Francis rose to his feet and regarded his enemy curiously.

“No,” he said, as if in soliloquy, “it isn’t worth it.”

“What isn’t worth what?” the other demanded with swift suspicion.

“Beating you up,” was the cool answer. “I could kill you with my hands in five minutes. You’re no Wolf. You’re just mere yellow dog, the part of you that isn’t plain skunk. They told me to expect this of you; but I didn’t believe, and I came to see. They were right. You were all that they said. Well, I must get along out of this. It smells like a den of foxes. It stinks.”

He paused with his hand on the door knob and looked back. He had not succeeded in making Regan lose his temper.

“And what are you going to do about it?” the latter jeered.

“If you’ll permit me to get my broker on your ‘phone maybe you’ll learn,” Francis replied.

“Go to it, my laddy buck,” Regan conceded, then, with a wave of suspicion, “—I’ll get him for you myself.”

And, having ascertained that Bascom was really at the other end of the line, he turned the receiver over to Francis.

“You were right,” the latter assured Bascom. “Regan’s all you said and worse. Go right on with your plan of campaign. We’ve got him where we want him, though the old fox won’t believe it for a moment. He thinks he’s going to strip me, clean me out.” Francis paused to think up the strongest way of carrying on his bluff, then continued. “I’ll tell you something you don’t know. He’s the one who manœuvred the raid from the beginning. So now you know who we’re going to bury.”

And, after a little more of similar talk, he hung up.

“You see,” he explained, again from the door, “you were so crafty that we couldn’t make out who it was.

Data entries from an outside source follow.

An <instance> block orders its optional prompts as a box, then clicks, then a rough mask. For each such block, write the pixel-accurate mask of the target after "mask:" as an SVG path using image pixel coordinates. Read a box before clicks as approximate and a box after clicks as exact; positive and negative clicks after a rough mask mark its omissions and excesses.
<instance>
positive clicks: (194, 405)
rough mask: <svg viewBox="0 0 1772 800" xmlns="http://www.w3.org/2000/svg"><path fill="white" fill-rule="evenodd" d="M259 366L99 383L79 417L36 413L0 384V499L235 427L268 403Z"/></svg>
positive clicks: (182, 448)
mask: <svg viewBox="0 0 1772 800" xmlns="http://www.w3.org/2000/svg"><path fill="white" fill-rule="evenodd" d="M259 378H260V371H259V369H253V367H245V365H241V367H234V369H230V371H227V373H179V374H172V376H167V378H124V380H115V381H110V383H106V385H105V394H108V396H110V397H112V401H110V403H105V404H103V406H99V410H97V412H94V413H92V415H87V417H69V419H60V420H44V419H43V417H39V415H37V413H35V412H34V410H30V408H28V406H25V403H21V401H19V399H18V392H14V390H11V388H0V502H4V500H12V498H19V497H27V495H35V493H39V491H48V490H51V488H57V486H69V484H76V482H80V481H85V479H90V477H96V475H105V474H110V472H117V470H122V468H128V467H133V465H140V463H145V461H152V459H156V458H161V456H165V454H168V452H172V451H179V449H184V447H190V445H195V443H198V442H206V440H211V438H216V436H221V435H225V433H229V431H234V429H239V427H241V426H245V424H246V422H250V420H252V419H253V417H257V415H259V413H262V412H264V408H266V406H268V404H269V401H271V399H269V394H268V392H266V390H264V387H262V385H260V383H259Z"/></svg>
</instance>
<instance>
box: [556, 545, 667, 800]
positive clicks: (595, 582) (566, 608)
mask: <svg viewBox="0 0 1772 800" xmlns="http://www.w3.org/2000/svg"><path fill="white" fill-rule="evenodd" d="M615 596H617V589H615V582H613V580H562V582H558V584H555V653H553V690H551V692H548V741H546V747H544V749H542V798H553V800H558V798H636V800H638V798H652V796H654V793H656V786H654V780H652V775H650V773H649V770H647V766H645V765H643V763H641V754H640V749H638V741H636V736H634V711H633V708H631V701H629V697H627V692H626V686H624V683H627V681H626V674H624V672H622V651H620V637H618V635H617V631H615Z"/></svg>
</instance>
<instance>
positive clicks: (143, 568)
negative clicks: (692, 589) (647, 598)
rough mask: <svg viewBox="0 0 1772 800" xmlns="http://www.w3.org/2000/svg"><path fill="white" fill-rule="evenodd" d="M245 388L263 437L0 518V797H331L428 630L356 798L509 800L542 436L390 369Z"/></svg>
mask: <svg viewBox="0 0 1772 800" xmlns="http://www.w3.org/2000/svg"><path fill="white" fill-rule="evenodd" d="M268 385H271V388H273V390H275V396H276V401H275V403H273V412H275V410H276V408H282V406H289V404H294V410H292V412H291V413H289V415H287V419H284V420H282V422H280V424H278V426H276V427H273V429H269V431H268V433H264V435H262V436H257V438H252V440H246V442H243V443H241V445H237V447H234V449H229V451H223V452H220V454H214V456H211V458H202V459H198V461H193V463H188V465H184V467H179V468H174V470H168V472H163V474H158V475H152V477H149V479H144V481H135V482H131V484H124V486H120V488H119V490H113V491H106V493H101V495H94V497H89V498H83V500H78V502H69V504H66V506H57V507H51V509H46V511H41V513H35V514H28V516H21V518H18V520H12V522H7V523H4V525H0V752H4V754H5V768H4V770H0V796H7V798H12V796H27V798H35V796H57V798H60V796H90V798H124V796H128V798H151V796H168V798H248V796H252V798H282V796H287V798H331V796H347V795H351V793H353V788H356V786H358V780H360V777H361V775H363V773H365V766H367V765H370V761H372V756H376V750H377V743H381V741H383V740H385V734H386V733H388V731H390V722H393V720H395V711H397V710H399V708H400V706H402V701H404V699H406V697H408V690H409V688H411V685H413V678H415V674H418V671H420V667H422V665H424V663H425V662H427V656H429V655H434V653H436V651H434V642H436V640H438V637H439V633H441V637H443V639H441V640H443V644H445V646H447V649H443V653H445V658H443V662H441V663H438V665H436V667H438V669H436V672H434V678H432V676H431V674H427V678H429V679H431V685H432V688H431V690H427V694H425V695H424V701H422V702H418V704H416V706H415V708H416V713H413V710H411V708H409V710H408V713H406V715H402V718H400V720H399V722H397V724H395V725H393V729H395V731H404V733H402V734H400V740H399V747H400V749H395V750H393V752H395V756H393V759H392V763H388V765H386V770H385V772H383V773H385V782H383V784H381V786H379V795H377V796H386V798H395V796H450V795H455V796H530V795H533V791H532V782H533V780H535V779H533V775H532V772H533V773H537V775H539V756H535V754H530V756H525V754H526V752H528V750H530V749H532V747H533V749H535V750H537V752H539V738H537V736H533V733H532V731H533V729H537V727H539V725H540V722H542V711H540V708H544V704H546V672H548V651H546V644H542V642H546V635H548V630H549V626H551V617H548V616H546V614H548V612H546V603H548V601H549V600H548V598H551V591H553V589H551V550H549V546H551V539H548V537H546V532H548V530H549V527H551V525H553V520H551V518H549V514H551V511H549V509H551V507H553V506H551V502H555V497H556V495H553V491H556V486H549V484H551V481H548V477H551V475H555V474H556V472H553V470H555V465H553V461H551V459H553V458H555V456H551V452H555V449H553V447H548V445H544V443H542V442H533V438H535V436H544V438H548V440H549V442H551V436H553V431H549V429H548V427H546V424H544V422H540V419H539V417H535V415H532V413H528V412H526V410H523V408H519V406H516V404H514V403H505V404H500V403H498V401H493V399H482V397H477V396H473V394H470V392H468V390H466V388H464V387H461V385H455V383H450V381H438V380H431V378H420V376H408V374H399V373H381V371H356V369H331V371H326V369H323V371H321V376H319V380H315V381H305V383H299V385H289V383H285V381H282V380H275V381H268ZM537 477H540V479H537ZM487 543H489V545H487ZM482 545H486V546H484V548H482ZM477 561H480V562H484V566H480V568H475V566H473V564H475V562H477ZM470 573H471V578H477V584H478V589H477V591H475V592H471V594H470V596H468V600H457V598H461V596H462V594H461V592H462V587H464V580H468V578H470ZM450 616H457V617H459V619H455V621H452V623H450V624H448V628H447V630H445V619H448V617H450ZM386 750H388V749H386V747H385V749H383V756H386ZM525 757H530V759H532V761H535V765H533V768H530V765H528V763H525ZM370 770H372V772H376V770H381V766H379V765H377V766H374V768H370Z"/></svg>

Why hell, Regan, we were prepared to give a walloping to some unknown that had several times your strength. And now that it’s you, it’s easy. We were prepared to strain. But with you it will be a walk-over. To-morrow, around this time, there’s going to be a funeral right here in your office and you’re not going to be one of the mourners. You’re going to be the corpse——and a not-nice looking financial corpse you’ll be when we get done with you.”

“The dead spit of R.H.M.,” the Wolf grinned. “Lord, how he could pull off a bluff!”

“It’s a pity he didn’t bury you and save me all the trouble,” was Francis’ parting shot.

“And all the expense,” Regan flung after him. “It’s going to be pretty expensive for you, and there isn’t going to be any funeral from this place.”

“Well, to-morrow’s the day,” Francis delivered to Bascom, as they parted that evening. “This time to-morrow I’ll be a perfectly nice scalped and skinned and sun-dried and smoke-cured specimen for Regan’s private collection. But who’d have believed the old skunk had it in for me! I never harmed him. On the contrary, I always considered him father’s best friend.——If Charley Tippery could only come through with some of the Tippery surplus coin....”

“Or if the United States would only declare a moratorium,” Bascom hoped equally hopelessly.

And Regan, at that moment, was saying to his assembled agents and rumor-factory specialists:

“Sell! Sell! Sell all you’ve got and then sell short. I see no bottom to this market!”

And Francis, on his way up town, buying the last extra, scanned the five-inch-lettered headline:

“I SEE NO BOTTOM TO THIS MARKET.—THOMAS REGAN.”